PSU campus safety plan to be announced this fall
Author: Christopher Broderick
Posted: June 20, 2019

The Portland State University Board of Trustees took no action Thursday on the issue of arming or disarming campus police. Stephen Percy, who was appointed Interim President of PSU by a unanimous vote of the trustees, said they will take time this summer to review campus safety and make recommendations to the Board in fall. 

“We will come forward with a plan to create the safest campus we can,” Percy said. 

Before any decisions are made, Percy said students and faculty will have time for input into the campus safety plan after they return to PSU this fall.  

The Margolis Healy campus safety consultants have made more than 100 recommendations beyond the issue of arming or disarming police in the report they submitted to the Board earlier this year. Percy said three groups have been discussing the report in detail and campus safety in general, and he needs time to review those discussions and address the concerns of the campus community. 

A group of students and graduates from the PSU Student Union renewed their calls to the Board to disarm campus police, noting that the fatal Campus Public Safety officer-involved shooting of Jason Washington occurred nearly one year ago and no decision has been made about armed police.

Trustee Maude Hines, an English professor who has represented PSU faculty on the Board for five years, praised Percy for taking a leadership role in developing a plan, adding that important campus safety decisions shouldn’t be made during the summer when faculty and student are gone.

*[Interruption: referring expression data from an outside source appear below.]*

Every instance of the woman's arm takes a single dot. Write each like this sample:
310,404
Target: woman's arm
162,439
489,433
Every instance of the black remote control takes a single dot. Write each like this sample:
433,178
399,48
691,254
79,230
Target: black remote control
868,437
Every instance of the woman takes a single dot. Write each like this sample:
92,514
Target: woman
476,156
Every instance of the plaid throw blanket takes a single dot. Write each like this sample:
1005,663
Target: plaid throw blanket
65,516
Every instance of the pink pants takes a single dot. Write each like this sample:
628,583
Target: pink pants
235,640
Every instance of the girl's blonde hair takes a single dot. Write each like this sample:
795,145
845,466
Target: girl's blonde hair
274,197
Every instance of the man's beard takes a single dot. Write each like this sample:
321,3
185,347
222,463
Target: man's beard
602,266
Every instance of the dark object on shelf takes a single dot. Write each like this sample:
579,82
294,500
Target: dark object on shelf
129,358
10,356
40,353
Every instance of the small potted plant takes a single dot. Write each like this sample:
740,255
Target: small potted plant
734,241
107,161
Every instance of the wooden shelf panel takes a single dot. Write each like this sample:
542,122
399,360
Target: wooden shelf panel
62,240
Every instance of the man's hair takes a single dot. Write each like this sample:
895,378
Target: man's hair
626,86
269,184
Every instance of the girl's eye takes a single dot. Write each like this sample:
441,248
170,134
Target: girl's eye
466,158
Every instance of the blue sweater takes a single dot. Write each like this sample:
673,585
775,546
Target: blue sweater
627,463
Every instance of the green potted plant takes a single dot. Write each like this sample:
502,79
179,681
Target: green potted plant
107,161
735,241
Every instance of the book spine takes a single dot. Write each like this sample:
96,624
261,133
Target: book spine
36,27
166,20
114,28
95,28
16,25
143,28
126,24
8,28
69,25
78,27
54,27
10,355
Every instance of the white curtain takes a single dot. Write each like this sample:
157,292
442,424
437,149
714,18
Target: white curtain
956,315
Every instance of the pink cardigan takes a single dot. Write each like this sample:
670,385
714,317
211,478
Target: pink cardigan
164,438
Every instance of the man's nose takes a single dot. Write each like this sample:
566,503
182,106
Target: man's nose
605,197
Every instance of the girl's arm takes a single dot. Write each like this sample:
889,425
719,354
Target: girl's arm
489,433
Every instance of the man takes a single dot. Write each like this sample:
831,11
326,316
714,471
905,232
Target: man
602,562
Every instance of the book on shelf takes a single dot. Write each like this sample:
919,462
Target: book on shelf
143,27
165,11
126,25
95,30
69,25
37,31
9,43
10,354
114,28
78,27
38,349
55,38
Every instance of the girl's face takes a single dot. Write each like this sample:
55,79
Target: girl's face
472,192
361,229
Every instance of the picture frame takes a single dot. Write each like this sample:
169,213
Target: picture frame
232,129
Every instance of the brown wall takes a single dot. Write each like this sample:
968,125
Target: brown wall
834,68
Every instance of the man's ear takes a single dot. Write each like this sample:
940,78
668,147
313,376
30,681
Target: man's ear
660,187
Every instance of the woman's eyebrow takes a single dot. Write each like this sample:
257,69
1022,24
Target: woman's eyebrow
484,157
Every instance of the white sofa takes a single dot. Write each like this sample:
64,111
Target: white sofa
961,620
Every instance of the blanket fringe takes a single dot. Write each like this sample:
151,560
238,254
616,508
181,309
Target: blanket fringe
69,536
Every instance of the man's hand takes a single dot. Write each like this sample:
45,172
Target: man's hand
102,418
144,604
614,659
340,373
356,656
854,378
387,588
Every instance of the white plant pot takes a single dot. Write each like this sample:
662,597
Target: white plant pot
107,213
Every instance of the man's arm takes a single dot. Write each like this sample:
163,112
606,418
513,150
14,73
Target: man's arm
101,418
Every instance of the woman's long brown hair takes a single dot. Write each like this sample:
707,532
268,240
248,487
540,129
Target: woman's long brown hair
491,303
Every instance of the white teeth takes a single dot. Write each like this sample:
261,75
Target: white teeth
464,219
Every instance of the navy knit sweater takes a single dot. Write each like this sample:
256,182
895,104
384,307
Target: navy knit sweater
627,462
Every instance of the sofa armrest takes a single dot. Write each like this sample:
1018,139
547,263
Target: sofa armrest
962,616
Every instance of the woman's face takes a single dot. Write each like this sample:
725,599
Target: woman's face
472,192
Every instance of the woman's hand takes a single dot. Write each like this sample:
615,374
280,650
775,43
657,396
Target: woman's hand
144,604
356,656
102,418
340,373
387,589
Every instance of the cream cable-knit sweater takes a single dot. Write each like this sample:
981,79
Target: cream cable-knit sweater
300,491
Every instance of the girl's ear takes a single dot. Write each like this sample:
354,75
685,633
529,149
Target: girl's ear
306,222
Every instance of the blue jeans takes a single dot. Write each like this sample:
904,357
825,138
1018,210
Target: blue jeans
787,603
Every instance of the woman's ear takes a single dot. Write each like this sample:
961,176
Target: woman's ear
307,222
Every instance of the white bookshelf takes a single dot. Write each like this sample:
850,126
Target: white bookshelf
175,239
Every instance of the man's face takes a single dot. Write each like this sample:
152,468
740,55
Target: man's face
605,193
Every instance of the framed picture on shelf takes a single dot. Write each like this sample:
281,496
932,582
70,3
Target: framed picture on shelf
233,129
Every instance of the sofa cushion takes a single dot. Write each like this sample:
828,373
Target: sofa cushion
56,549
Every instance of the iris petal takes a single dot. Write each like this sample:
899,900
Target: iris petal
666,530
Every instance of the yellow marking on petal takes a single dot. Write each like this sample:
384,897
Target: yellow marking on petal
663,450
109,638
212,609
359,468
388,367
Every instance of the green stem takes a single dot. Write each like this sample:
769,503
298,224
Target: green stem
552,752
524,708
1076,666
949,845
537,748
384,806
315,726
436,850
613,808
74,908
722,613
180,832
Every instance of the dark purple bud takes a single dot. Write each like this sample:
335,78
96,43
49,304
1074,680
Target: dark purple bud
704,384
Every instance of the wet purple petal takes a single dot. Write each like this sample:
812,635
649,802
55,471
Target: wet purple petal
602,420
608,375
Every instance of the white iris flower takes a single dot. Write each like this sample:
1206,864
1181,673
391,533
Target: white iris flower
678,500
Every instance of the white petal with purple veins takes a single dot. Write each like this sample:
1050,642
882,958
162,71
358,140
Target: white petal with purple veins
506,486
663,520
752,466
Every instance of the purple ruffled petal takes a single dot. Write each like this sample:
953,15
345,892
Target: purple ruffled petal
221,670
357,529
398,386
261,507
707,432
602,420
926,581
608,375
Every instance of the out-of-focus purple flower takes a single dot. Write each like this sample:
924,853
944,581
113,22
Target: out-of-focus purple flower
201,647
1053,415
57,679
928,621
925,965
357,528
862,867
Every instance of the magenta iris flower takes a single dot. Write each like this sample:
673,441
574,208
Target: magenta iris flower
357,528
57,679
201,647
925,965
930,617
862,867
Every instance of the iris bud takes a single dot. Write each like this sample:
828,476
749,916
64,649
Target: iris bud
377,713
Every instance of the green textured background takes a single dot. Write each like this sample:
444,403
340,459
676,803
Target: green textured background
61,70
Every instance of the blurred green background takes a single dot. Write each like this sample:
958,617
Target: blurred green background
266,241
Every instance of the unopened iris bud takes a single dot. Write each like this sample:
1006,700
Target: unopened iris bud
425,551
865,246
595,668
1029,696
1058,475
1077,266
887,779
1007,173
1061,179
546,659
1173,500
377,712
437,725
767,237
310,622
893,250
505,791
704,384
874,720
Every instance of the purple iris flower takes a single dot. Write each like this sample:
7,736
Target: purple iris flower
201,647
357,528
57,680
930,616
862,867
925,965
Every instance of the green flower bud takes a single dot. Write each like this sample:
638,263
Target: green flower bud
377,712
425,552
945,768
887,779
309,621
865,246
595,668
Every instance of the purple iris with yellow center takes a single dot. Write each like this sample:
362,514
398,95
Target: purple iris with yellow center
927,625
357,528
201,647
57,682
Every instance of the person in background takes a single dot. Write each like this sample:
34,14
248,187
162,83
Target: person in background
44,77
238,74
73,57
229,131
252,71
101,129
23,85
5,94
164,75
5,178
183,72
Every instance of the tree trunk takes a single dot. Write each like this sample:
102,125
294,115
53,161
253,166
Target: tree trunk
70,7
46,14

“This is a reasonable course of action,” she said. 

In other action, the Board of Trustees voted to increase tuition for full-time resident undergraduates by 4.97% starting this fall, a sharp reduction from an 11% increase proposed earlier this spring. Reducing the increase follows the Legislature’s increase in funding for all seven public universities and a decision by PSU administration to make $6 million in cuts for the 2019-20 academic year to balance the budget.